SEED begins to grow

The days when urban farm plots will be spread across this crowded city are not too far away, as a new generation of Hong Kongers take to farming

Cynthia Wan

Like many urban dwellers around the world, Hong Kong people are cultivating a new hobby. After spending days inside air-conditioned offices, staring at computer monitors for countless hours, they will sweat under the blazing sun or brave the rain to tend their little farms during weekends and holidays.

Sustainable Ecological Ethical Development Foundation (SEED) is one the first organizations promoting organic farming in Hong Kong. Founded 15 years ago, it has helped over 30 organizations, including companies, residential buildings and schools setting up small urban farm plots across the city.

Chairman of SEED, Angus Lam noted the group, established in 15years ago, believed there was the need to pull resources together to rekindle the awareness in food safety and organic farming among the public.

Based in Kam Tin in the New Territories, SEED has trained a total of around 3,000 people to become leisure growers. Rather than relying on pre-packaged vegetables supplied by giant food manufacturers, these white-collar workers are growing their own produce.

SEED allows people to learn and practise farming. People can rent a farm of around 100-square-meter by paying HK$484 to HK$820 a season. These farms are scattered across the city. One of which is located on the rooftop at The Parc Palasi, a private residential estate in Ho Man Tin in Kowloon, with a size of 279 sq meters.

Produce Green Foundation is another organization promoting and developing organic movement in Hong Kong. Established in 1988 by a group of local enthusiasts concerned about modern farming and the environment, it organizes organic farming, environmental education and eco-tourism activities for people of different ages and back ground.

Big companies in Hong Kong, such as The Link and Jones Lang Lasalle also have programmes for its employees to enjoy urban farming.

Lam said SEED witnessed Hong Kong evolved in their attitudes towards farming - from concern on environmental protection to resurgence of localism as marked by a growing quest for conservation.

“People used to think of farming purely from the point of view of food safety,” Lam said, “Now people are asking more. Even if supply from Mainland China is safe, does that mean we can get rid of agricultural industry in Hong Kong completely? They want to feel connected to the soil and nature.”

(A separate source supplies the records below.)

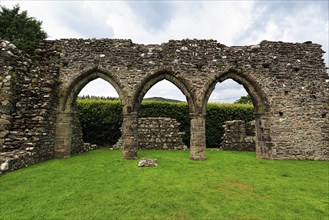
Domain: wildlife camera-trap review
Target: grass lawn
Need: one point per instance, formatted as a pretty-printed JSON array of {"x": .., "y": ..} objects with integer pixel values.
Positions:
[{"x": 228, "y": 185}]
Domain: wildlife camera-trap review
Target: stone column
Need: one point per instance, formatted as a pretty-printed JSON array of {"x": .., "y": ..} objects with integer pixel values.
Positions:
[
  {"x": 264, "y": 145},
  {"x": 129, "y": 135},
  {"x": 63, "y": 135},
  {"x": 198, "y": 137}
]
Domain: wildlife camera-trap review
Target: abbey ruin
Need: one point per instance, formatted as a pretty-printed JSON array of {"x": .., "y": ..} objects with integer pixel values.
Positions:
[{"x": 39, "y": 120}]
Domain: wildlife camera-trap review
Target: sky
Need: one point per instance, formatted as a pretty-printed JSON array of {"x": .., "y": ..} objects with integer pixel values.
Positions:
[{"x": 231, "y": 23}]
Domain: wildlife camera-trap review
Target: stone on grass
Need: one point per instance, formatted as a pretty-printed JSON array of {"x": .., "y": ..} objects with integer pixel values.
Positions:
[{"x": 147, "y": 162}]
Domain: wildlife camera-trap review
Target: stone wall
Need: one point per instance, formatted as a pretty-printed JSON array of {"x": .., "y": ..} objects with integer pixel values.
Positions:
[
  {"x": 28, "y": 105},
  {"x": 239, "y": 136},
  {"x": 287, "y": 82},
  {"x": 157, "y": 133}
]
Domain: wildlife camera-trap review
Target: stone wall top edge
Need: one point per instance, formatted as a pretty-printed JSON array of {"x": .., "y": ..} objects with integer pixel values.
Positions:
[{"x": 187, "y": 40}]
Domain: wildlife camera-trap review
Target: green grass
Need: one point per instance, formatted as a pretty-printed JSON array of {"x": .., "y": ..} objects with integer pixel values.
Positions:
[{"x": 228, "y": 185}]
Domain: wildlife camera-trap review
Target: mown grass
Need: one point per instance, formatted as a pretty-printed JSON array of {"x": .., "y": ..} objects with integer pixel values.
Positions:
[{"x": 228, "y": 185}]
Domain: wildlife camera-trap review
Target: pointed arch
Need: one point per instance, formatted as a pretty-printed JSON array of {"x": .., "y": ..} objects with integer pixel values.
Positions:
[
  {"x": 254, "y": 90},
  {"x": 151, "y": 80},
  {"x": 79, "y": 82}
]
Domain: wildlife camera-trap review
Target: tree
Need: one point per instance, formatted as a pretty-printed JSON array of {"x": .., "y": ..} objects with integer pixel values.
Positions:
[
  {"x": 244, "y": 100},
  {"x": 20, "y": 29}
]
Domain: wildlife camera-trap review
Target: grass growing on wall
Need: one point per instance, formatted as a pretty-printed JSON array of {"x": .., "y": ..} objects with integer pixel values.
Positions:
[
  {"x": 228, "y": 185},
  {"x": 101, "y": 119}
]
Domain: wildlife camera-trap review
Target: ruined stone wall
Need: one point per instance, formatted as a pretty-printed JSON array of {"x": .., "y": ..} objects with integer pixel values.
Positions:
[
  {"x": 285, "y": 80},
  {"x": 157, "y": 133},
  {"x": 239, "y": 136},
  {"x": 30, "y": 105}
]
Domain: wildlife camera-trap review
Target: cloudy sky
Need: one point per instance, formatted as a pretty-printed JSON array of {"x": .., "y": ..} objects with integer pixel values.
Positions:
[{"x": 148, "y": 22}]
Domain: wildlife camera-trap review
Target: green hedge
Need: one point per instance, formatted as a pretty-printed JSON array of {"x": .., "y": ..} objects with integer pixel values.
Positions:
[{"x": 102, "y": 119}]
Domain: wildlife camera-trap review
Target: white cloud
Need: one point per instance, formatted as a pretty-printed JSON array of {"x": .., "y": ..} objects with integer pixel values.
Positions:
[{"x": 148, "y": 22}]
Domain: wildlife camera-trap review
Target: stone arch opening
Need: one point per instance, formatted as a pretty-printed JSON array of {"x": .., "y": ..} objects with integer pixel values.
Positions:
[
  {"x": 68, "y": 128},
  {"x": 153, "y": 79},
  {"x": 261, "y": 108},
  {"x": 150, "y": 81}
]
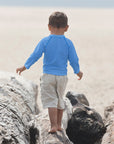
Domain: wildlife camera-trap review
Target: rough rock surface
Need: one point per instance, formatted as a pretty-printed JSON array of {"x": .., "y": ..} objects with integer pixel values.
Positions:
[
  {"x": 109, "y": 120},
  {"x": 17, "y": 104},
  {"x": 85, "y": 125},
  {"x": 19, "y": 123}
]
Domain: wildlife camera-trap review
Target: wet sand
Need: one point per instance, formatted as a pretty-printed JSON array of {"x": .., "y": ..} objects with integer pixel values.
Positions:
[{"x": 92, "y": 32}]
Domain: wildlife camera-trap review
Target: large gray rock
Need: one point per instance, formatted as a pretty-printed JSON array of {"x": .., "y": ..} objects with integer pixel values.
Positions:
[
  {"x": 85, "y": 125},
  {"x": 109, "y": 120},
  {"x": 17, "y": 104}
]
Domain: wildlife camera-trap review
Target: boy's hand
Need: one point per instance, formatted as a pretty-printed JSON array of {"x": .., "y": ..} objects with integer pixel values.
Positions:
[
  {"x": 21, "y": 69},
  {"x": 80, "y": 75}
]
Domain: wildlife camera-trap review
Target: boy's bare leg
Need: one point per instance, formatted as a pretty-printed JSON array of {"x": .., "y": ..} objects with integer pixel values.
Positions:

As a sub-tropical city with distinctive change of weather, Hong Kong’s climate is ideal for growing a variety of up to 60 vegetables and herbs like cucumber, pole beans, hairy melon, tomato, mint, rosemary and thyme.

Auden Green Products Ltd, pioneer of growing mushroom by using modern method in Hong Kong & China said people’s awareness on food safety and environment made the city a paradise for local farmers.

“We rely heavily on food imported from the mainland but everyone knows food safety is a big concern. Besides, people now begin to think of carbon footprint, they do not want to have food imported from remote places since it means more harm to the earth with longer transportation,” founder of Auden, K S Wong said.

With three farms, each about 250 square meter established two years ago in Yuen Long, the group produces nine tones of white and brown mushroom every month.

The group also helps people set up mushroom farms in Hong Kong, so far and there are now three cases so far.

Wong said mushroom farms are the same everywhere around the world that greenhouse with a temperature about 20 degree Celsius and a relative humidity between 80-90 per cent is used.

“It means mushroom produced locally is the best produce for local people as transportation can be minimized and above all, it is the freshest.” Wong said, adding that they now have mushroom sold in supermarket chains in the city.

The government proposed setting up an Agri-Park to boost Hong Kong’s agriculture industry, Lam said it seemed to point to acquiring scattering plots within just in a single location.

“Farmers need to live on the farm. Soil quality differs from district to district. It doesn’t make sense to constrain farming activities in simply one area.”

The government does not have figure on the number of farms in Hong Kong but it now also wants to help farming in the city.

The Food and Health Bureau proposed to establish an Agri-Park with an area of 70 to 80 hectares, four times the size of Victoria Park, by providing funding and technological assistance to farmers under the Sustainable Agricultural Development Fund.

The proposal costs HK$ 7 billion in acquiring farmland, aimed at strengthening support to farming in the city by helping farmers move up the value chain, including marketing their produces and brand building.

“It is a good move, Hong Kong people love to have food produced in Hong Kong. Hope that we have more and more opportunities to do that,” said Wong.